La cultura del generare i figli ha connessione con il mistero di Dio e del Natale.
Gesù nasce in una condizione politica di oppressione e di prepotenza. Il censimento di Cesare Augusto, l’occupazione romana di quella fascia di terra, le mire invidiose di Erode, la povertà di quella famiglia in viaggio e costretta ad accamparsi in un tugurio, in una stalla prefigurano il disagio e la povertà – con tutte le gradazioni – di tanti giovani che migrano. Anche da Trieste, nella speranza di lavori più sicuri e appaganti in altri Paesi, dove meglio sono riconosciuti nelle loro aspirazioni; o verso Trieste, fuggendo da Paesi in cui non hanno speranza. In tanti di essi permane un anelito di vita, un barlume di desiderio di vita. E anche di generare figli, anche se pesa la lontananza dalle famiglie di origine, che spesso sono essenziali per dare concretezza al desiderio di accudire i figli, soprattutto quando entrambi i genitori lavorano con turni e orari che nessun asilo nido riesce ad osservare.
Maria e Giuseppe rappresentano questi giovani… che mantengono un desiderio di vita, che si dispongono al disegno di Dio che li fa essere aperti alla vita… in un mondo che rimane ostile: quando le narrazioni e le pressioni culturali ci rinchiudono in aspettative narcisistiche, individualistiche e ci rendono vittime di una distorta visione della vita, nella quale si diventa sterili (chiusi al generare nuova vita) siamo chiamati a guardare a Betlemme. A Maria e a Giuseppe.
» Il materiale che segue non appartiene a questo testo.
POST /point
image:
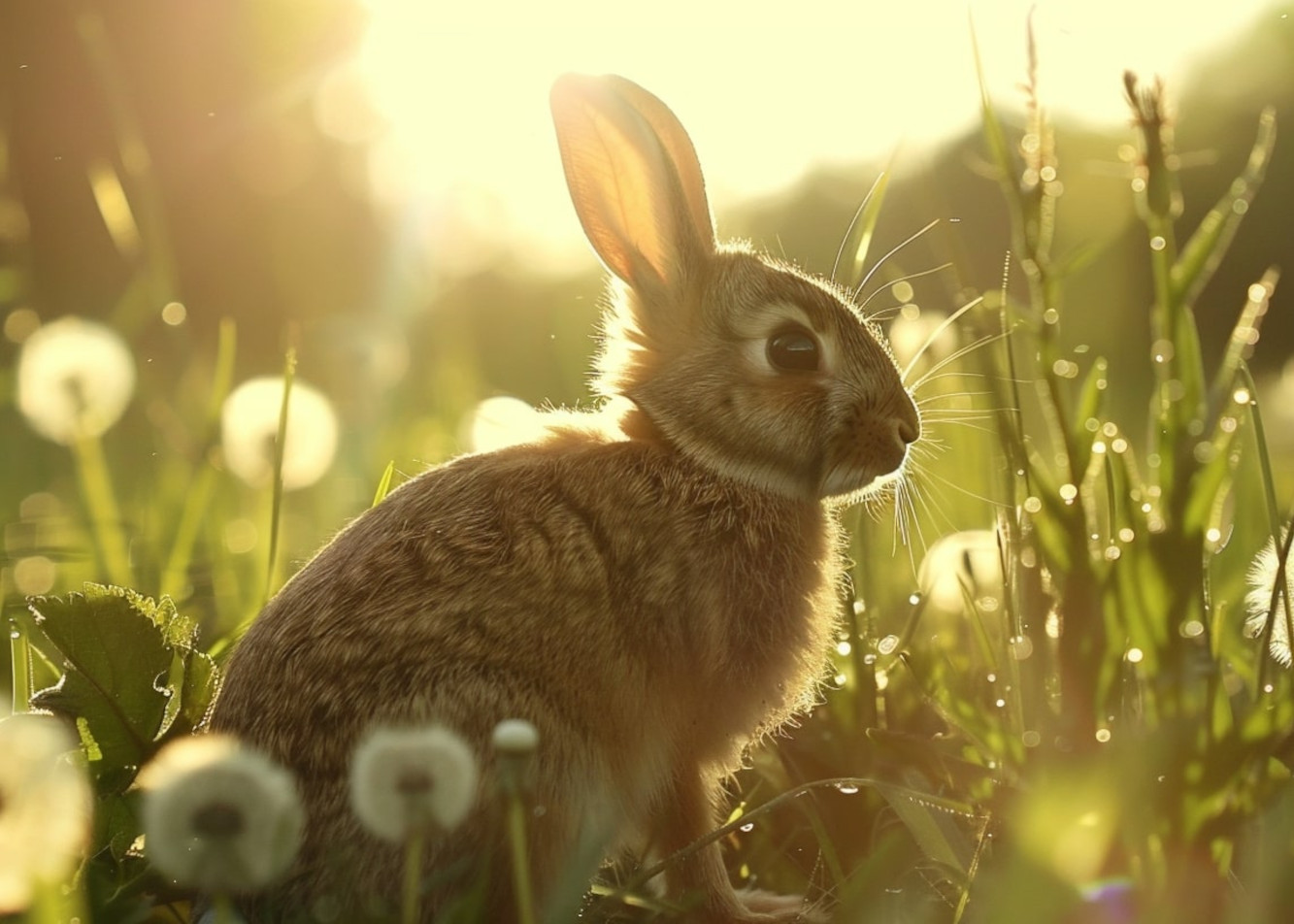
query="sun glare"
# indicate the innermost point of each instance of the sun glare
(451, 100)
Sentiamo il bisogno di una stella, cioè di un segno divino.
Dio ci chiede di alzare lo sguardo, di cercare quella stella che è segno di un desiderio (etimologicamente la parola desiderio dice la nostalgia di un segno celeste, di una stella che indichi la strada); Dio ci propone un cammino di vita in cui c’è spazio anche per l’altro e la sua fragilità; e la cura del piccolo che nasce diventa anche presidio per custodire la propria umana grandezza. Quando si genera si è nel disegno di Dio che dà la vita! La gioia di accogliere la nuova vita - anche se essa è vista con sgomento da Erode che vuole la strage degli innocenti - presidia la dignità umana che non può essere schiava dei prepotenti che ci voglio asserviti ai loro progetti di potere e di profitto.
Accogliere la vita nascente, generare figli, oggi è una scelta culturale controcorrente. Essa comporta gioie ma anche sacrifici non adeguatamente supportati dalla nostra cultura e politica. Rimane la scelta delle famiglie, l’aiutarsi e il testimoniare che vale la pena generare figli e promuovere la loro crescita e libertà.
Quel figlio che nasce viene da Dio, è a immagine e somiglianza di Dio, è speranza per il futuro, è ragionevole premessa per il futuro del nostro Paese e dell’umanità.
Il Natale ci porti a guardare con tenerezza ad ogni giovane coppia che si apre alla vita, anche quando arriva inaspettata; che non si limita al figlio unico ma che decide la generosità nel dare la vita, che custodisce il valore della vita sempre, fin dal concepimento. Questa tenerezza non ci porti a un semplice sentimentalismo ma ci smuova in scelte concrete di sostegno alle giovani coppie a livello di vicinato e di famiglie… e anche in pressanti richieste ai nostri governanti.
Come i pastori di Betlemme possiamo anche noi raggiungere la vita nascente o appena nata o fragile, là dove è minacciata, e portare solidarietà, conforto e letizia. La gioia del Natale di Gesù ci veda attenti a sostenere, con affetto e dedizione, ogni vita che nasce.